The only thing in life that never changes is the fact that things change. Whether you’re older now and your kids are gone, or the sheer expense of owning a home is starting to feel unreasonable, downsizing from a house into an apartment might well number among the changes you’ll experience. If you’re thinking about downsizing, here are some things to look for when you go from owning to renting.
No Maintenance Required
One of the most favorable aspects of renting for most people is the freedom from the burden of maintenance. When you rent, if the plumbing backs up, you call the landlord or the property manager. Ditto if the roof leaks. On the other hand, if your mortgage is paid off and all you’re paying for is property taxes and maintenance, renting might be more expensive in the long run. For this reason, it’s important to do a cost/benefit analysis to make sure your decision is sound from a financial perspective.
Asking for Permission
If you make the decision to rent, there are a few lifestyle adjustments you’ll need to make to accommodate your new situation. For example, if you want to remodel your apartment, you’ll need to get permission from the property owner. Similarly, if you’d like to plant a flowerbed, or hang an herb box outside your kitchen window, you’ll want to look for a landlord who is amenable to changes.
Another thing to look for when you’re going from owning to renting is a community within which your values are shared. Ideally, everyone in the complex will have a similar sense of propriety respect for the sanctity of one another’s homes and understand the value of a peaceful environment. In other words, if you’re of retirement age, you’ll probably want to avoid moving into an apartment complex bristling with the manic activities of twenty-somethings.
You’ll also need to attend to your homeowner’s insurance policy. This is something many people who rent overlook, thinking the landlord’s insurance will cover losses they’ll incur if something happens to the building. The fact of the matter is the landlord’s coverage will only replace the building. Your possessions won’t be covered, so you’ll need renters insurance. To make sure you get a good deal, conduct a renters insurance comparison to find the most affordable coverage—always taking into consideration the current replacement value of your belongings.
One of the hardest things to do will be deciding what to take with you. If you’re moving from a three-bedroom house with a family room, study, dining room and living room you’re going to make some pretty hard choices about what to take and what to let go. Some of it will be obvious, but with less closet and storage space, a lot of your “stuff” will have to fall by the wayside. In many cases this will also mean letting go of some deep-seeded emotional attachments.
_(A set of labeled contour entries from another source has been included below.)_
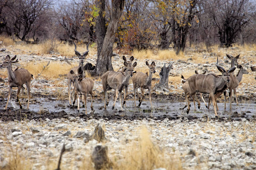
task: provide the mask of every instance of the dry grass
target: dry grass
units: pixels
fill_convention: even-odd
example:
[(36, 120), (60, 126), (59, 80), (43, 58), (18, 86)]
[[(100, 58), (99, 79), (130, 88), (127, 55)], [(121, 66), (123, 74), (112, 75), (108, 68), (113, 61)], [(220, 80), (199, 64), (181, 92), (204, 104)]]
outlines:
[[(47, 64), (46, 61), (40, 63), (32, 64), (27, 63), (24, 66), (24, 68), (27, 69), (31, 74), (35, 77), (40, 73), (43, 68), (44, 66)], [(66, 74), (73, 66), (67, 65), (56, 62), (51, 61), (48, 69), (44, 71), (40, 75), (46, 79), (55, 79), (59, 77), (59, 75)]]
[(0, 35), (0, 41), (2, 41), (3, 45), (6, 46), (13, 45), (15, 44), (14, 41), (11, 37), (3, 35)]

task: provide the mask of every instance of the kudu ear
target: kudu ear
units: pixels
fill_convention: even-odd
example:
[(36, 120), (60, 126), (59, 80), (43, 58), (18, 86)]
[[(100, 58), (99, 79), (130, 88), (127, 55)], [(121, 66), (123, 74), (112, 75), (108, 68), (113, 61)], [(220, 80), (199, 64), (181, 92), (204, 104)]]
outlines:
[(251, 66), (251, 69), (253, 72), (256, 72), (256, 66)]
[(128, 66), (128, 64), (127, 63), (126, 61), (124, 61), (124, 66), (127, 67)]
[(127, 60), (126, 57), (125, 56), (124, 56), (124, 55), (123, 55), (123, 60), (124, 61), (126, 61), (126, 60)]
[(74, 72), (74, 71), (73, 71), (73, 70), (71, 70), (70, 74), (74, 74), (75, 73)]
[(229, 70), (228, 71), (227, 71), (227, 72), (229, 73), (232, 73), (233, 71), (234, 71), (235, 69), (235, 67), (232, 67), (232, 68)]
[(232, 60), (232, 59), (233, 57), (233, 56), (232, 56), (231, 55), (228, 54), (226, 54), (226, 55), (227, 55), (227, 58), (228, 58), (230, 60)]
[(134, 63), (133, 63), (133, 64), (132, 64), (132, 66), (134, 68), (134, 67), (136, 67), (136, 66), (137, 66), (137, 62), (135, 62)]
[(224, 74), (224, 72), (226, 72), (226, 70), (223, 70), (223, 69), (221, 68), (221, 67), (220, 67), (220, 66), (218, 66), (218, 65), (217, 65), (217, 68), (218, 69), (218, 70), (220, 72), (221, 72), (221, 74)]
[(13, 61), (15, 59), (15, 58), (16, 58), (16, 57), (17, 56), (16, 55), (15, 55), (14, 57), (12, 58), (12, 59), (11, 59), (11, 60), (12, 61)]
[(240, 54), (238, 54), (238, 55), (237, 55), (236, 56), (235, 56), (235, 59), (236, 59), (237, 60), (239, 58), (239, 55), (240, 55)]
[(133, 57), (133, 56), (132, 56), (130, 58), (130, 61), (131, 61), (131, 62), (132, 61), (133, 61), (133, 60), (134, 59), (134, 58)]
[(242, 67), (242, 66), (241, 66), (240, 64), (238, 64), (238, 65), (236, 67), (238, 69), (241, 69), (243, 68), (243, 67)]
[(74, 44), (74, 45), (75, 45), (75, 49), (74, 50), (75, 51), (75, 53), (76, 54), (76, 55), (77, 56), (81, 56), (81, 54), (79, 53), (79, 52), (77, 51), (77, 45), (76, 45), (76, 44), (74, 42), (72, 41), (72, 42), (73, 43), (73, 44)]
[(10, 57), (10, 56), (9, 55), (6, 55), (6, 56), (5, 57), (5, 59), (6, 60), (10, 60), (11, 59), (11, 58)]

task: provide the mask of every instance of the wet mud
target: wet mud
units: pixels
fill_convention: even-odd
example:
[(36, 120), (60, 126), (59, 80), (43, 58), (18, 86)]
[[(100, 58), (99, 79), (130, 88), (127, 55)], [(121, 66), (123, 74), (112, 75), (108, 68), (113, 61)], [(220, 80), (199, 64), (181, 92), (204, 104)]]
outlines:
[[(175, 96), (173, 97), (173, 98), (179, 97)], [(91, 112), (90, 107), (90, 99), (88, 98), (88, 113), (86, 115), (85, 114), (85, 108), (82, 107), (81, 103), (80, 103), (80, 112), (78, 112), (77, 101), (74, 106), (70, 106), (67, 100), (57, 100), (54, 96), (40, 97), (37, 96), (31, 100), (29, 109), (20, 109), (18, 104), (14, 99), (14, 96), (13, 97), (11, 98), (7, 110), (4, 109), (6, 100), (2, 98), (0, 100), (0, 120), (2, 121), (20, 121), (32, 119), (44, 121), (47, 118), (50, 120), (67, 119), (70, 117), (75, 117), (78, 116), (84, 119), (85, 120), (91, 119), (103, 119), (107, 120), (114, 121), (124, 119), (132, 121), (144, 118), (161, 120), (166, 118), (169, 120), (181, 118), (182, 120), (186, 118), (185, 120), (189, 120), (199, 119), (202, 120), (203, 118), (206, 120), (215, 119), (212, 105), (208, 109), (204, 104), (202, 103), (201, 103), (201, 107), (199, 109), (197, 104), (196, 103), (195, 111), (193, 104), (192, 102), (191, 103), (190, 111), (188, 114), (186, 113), (187, 108), (184, 109), (180, 109), (185, 105), (185, 102), (171, 100), (168, 96), (155, 98), (153, 101), (152, 107), (150, 107), (148, 98), (143, 100), (140, 107), (134, 107), (134, 101), (128, 100), (127, 101), (126, 107), (123, 111), (120, 110), (120, 103), (118, 99), (115, 108), (112, 110), (113, 102), (112, 99), (110, 98), (107, 109), (105, 110), (103, 101), (98, 98), (94, 100), (93, 104), (95, 111), (93, 113)], [(21, 100), (23, 107), (26, 108), (27, 101), (26, 101), (26, 99), (21, 99)], [(138, 101), (136, 101), (136, 104), (138, 104)], [(242, 118), (251, 120), (256, 120), (256, 104), (251, 100), (240, 102), (238, 105), (233, 103), (232, 111), (230, 110), (229, 103), (227, 104), (226, 110), (224, 109), (224, 103), (219, 103), (218, 104), (219, 108), (218, 112), (219, 121), (239, 120)]]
The best way to approach this is to take stock of your possessions and categorize them under the following headings; Gotta Have, Could Live Without, Replaceable and Family Pet. Seriously though, while everybody knows your dog Hunter gets to come along; do you really need to hold on to that 65-inch flat screen for a 1,200-square-foot apartment?
With a bit of planning and careful consideration, downsizing can be quite painless. It also holds the potential for an entirely new lifestyle. So rather than looking at it in terms of what you’re giving up, focus on what you’re gaining and the change will be much more enjoyable.